Combination therapy, such as ampicillin plus gentamicin, and single-drug therapy, such as a third-generation cephalosporin, a broad-spectrum beta-lactam agent or a fluoroquinolone, are frequently used empirically to treat severe urinary tract infections (UTIs). This approach, however, is generally not based on clinical trials that have identified the choice of antibacterial agents. In addition, the recommendation of parenteral therapy for severe UTIs is based on the unproven assumption that oral therapy is inadequate for bacteremic UTIs. Mombelli and associates performed a prospective, randomized study to compare oral and intravenous ciprofloxacin in the initial empiric treatment of serious pyelonephritis or complicated UTIs, including cases of suspected bacteremia.
A total of 141 patients with complicated UTIs were randomized to receive intravenous ciprofloxacin, 200 mg every 12 hours, or oral ciprofloxacin, 500 mg every 12 hours. Seventy-two patients were in the oral therapy group and 69 were in the intravenous therapy group. Intravenous ciprofloxacin was administered for a minimum of 72 hours or at least until the patient was afebrile for 24 hours. Patients receiving intravenous therapy were then switched to oral therapy. The patient's response to the initial treatment was evaluated in terms of suppression of growth of the causative organisms on the third to fifth days of therapy and of relief of fever and UTI symptoms. Treatment failure was defined as the need to change to a different empiric therapy before the results of susceptibility testing were available. A change in therapy was deemed necessary if fever and chills persisted or signs of sepsis developed.
The two treatment groups were comparable with respect to the type of UTI, the signs and symptoms, the results of susceptibility testing and the frequency of bacteremia. Fever and symptoms abated rapidly in most patients, without a significant difference between the two groups. Among patients with pyelonephritis, fever lasted significantly longer in those who had bacteremia compared with those who did not have bacteremia. However, no difference was found in the mean duration of fever. Fever lasted for a mean of 1.7 days in those who received oral therapy and 1.9 days in those who received intravenous therapy.

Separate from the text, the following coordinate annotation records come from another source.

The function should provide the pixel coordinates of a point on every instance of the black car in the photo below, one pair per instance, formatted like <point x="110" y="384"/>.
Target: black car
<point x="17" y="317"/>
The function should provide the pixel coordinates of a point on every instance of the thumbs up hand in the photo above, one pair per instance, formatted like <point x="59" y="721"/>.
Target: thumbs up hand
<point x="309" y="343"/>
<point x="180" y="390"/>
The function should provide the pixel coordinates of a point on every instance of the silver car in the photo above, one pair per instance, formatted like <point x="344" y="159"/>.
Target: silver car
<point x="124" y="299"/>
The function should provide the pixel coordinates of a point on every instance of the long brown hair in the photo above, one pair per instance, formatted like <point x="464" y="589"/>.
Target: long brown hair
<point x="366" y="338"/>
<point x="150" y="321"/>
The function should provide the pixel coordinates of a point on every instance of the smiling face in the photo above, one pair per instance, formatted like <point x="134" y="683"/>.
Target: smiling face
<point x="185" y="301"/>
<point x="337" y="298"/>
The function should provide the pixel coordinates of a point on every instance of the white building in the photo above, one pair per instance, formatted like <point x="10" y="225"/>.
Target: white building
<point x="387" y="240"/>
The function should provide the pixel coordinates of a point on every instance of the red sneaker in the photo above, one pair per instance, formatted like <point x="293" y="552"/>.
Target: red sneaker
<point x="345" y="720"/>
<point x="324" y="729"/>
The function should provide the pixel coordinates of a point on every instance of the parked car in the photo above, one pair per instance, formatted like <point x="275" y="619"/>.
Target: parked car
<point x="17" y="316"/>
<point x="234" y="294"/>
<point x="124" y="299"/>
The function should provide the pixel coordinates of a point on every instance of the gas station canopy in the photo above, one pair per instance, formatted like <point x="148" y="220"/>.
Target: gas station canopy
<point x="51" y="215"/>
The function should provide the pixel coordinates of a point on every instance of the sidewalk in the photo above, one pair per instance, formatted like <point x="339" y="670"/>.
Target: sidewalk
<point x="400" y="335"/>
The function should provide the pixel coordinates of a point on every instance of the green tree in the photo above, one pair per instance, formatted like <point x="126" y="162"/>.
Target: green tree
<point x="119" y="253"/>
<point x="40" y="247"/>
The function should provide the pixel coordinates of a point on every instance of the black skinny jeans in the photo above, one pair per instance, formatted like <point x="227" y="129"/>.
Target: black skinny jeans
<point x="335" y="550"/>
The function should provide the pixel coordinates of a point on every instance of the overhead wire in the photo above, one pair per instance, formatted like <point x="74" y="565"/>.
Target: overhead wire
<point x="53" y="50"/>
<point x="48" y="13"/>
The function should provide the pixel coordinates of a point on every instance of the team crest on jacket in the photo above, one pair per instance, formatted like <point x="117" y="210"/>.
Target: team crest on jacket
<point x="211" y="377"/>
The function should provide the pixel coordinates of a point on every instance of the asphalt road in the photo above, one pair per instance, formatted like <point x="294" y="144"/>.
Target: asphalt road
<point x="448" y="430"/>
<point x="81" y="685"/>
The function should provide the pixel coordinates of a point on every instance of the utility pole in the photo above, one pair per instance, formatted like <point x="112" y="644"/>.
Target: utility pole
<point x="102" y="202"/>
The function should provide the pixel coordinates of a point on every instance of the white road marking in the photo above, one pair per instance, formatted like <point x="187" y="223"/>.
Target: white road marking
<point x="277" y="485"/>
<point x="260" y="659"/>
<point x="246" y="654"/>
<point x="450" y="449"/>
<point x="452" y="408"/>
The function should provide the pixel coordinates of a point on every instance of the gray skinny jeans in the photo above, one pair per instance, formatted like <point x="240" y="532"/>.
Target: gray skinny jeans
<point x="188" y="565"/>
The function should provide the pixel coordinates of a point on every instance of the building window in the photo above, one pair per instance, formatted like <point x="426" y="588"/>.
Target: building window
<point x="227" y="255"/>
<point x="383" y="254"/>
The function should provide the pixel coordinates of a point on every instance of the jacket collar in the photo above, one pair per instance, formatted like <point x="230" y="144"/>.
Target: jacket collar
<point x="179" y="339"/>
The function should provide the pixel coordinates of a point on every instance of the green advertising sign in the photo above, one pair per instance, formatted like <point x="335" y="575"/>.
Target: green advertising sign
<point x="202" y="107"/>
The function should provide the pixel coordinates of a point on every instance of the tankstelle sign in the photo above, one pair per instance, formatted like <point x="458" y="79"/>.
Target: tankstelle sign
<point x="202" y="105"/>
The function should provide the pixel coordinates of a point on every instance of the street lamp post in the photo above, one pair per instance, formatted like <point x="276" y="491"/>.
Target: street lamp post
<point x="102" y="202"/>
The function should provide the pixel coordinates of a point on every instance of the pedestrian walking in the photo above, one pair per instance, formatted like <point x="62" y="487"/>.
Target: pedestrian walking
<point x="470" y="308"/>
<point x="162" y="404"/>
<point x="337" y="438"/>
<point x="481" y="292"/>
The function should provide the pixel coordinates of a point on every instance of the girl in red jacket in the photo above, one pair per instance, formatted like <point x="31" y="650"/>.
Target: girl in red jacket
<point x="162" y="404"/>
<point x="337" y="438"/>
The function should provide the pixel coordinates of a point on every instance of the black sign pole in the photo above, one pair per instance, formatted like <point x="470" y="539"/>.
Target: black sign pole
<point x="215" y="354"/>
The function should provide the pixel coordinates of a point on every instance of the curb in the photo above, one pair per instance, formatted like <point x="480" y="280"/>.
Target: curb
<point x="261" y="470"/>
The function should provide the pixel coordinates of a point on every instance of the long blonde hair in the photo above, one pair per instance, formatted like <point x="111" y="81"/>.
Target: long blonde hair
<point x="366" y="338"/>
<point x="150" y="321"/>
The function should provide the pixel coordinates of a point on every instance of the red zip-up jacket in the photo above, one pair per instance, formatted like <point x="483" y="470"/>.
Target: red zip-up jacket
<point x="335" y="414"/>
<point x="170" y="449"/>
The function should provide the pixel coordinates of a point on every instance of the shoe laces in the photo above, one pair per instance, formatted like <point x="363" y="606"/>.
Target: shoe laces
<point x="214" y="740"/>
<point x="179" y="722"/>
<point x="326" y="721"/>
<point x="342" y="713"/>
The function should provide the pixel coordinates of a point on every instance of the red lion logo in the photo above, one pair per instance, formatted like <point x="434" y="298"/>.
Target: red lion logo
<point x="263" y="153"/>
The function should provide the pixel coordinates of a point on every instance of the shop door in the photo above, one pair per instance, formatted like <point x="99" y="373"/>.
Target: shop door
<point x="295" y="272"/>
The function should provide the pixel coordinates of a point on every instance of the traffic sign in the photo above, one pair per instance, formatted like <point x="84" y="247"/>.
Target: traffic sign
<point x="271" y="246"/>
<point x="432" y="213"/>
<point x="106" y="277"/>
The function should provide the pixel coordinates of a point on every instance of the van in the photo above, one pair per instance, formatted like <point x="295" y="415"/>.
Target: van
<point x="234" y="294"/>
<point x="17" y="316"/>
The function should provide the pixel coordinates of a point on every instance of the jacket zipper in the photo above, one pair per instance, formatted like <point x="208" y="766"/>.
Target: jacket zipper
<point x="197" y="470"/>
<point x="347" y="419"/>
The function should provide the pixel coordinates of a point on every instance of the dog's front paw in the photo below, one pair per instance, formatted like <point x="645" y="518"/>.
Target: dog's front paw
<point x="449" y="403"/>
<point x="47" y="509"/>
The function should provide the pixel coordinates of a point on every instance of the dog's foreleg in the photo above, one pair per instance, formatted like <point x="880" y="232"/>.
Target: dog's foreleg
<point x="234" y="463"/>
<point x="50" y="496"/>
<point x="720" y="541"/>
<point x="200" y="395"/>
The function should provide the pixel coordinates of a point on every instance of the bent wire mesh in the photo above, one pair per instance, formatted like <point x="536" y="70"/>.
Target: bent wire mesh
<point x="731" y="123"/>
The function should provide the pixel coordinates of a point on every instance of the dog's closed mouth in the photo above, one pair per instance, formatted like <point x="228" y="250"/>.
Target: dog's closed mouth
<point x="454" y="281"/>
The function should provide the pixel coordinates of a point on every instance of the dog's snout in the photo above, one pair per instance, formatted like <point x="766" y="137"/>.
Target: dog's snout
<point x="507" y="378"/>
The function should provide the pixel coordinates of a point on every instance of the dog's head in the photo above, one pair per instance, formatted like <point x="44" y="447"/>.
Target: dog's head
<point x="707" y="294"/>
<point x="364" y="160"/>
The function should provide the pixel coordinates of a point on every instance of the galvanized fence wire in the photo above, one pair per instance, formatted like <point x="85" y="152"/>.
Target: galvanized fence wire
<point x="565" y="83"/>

Rates of microbiologic failure (3 percent with oral therapy and 2 percent with intravenous therapy) were low, as were rates of unsatisfactory clinical response (4 percent and 3 percent in the oral and intravenous groups, respectively). None of the patients required a change of antibiotic therapy because of clinical deterioration during the initial empiric treatment. However, microbiologic or clinical failure occurred in seven patients. In addition, initial therapy had to be changed in five patients in the oral therapy group and in three patients in the intravenous therapy group because of isolation of enterococci or other resistant strains. The occurrence of adverse effects was extremely low with oral or intravenous ciprofloxacin.
The authors conclude that oral ciprofloxacin is as effective as intravenous ciprofloxacin in the initial empiric treatment of severe UTIs, including bacteremic forms, provided that severe sepsis, obstruction or foci of renal suppuration are not present. Although the results suggest the possibility of outpatient treatment of severe UTIs, the authors advise that studies directly comparing inpatient and outpatient treatment are needed to determine whether hospitalization is required for the treatment of such infections.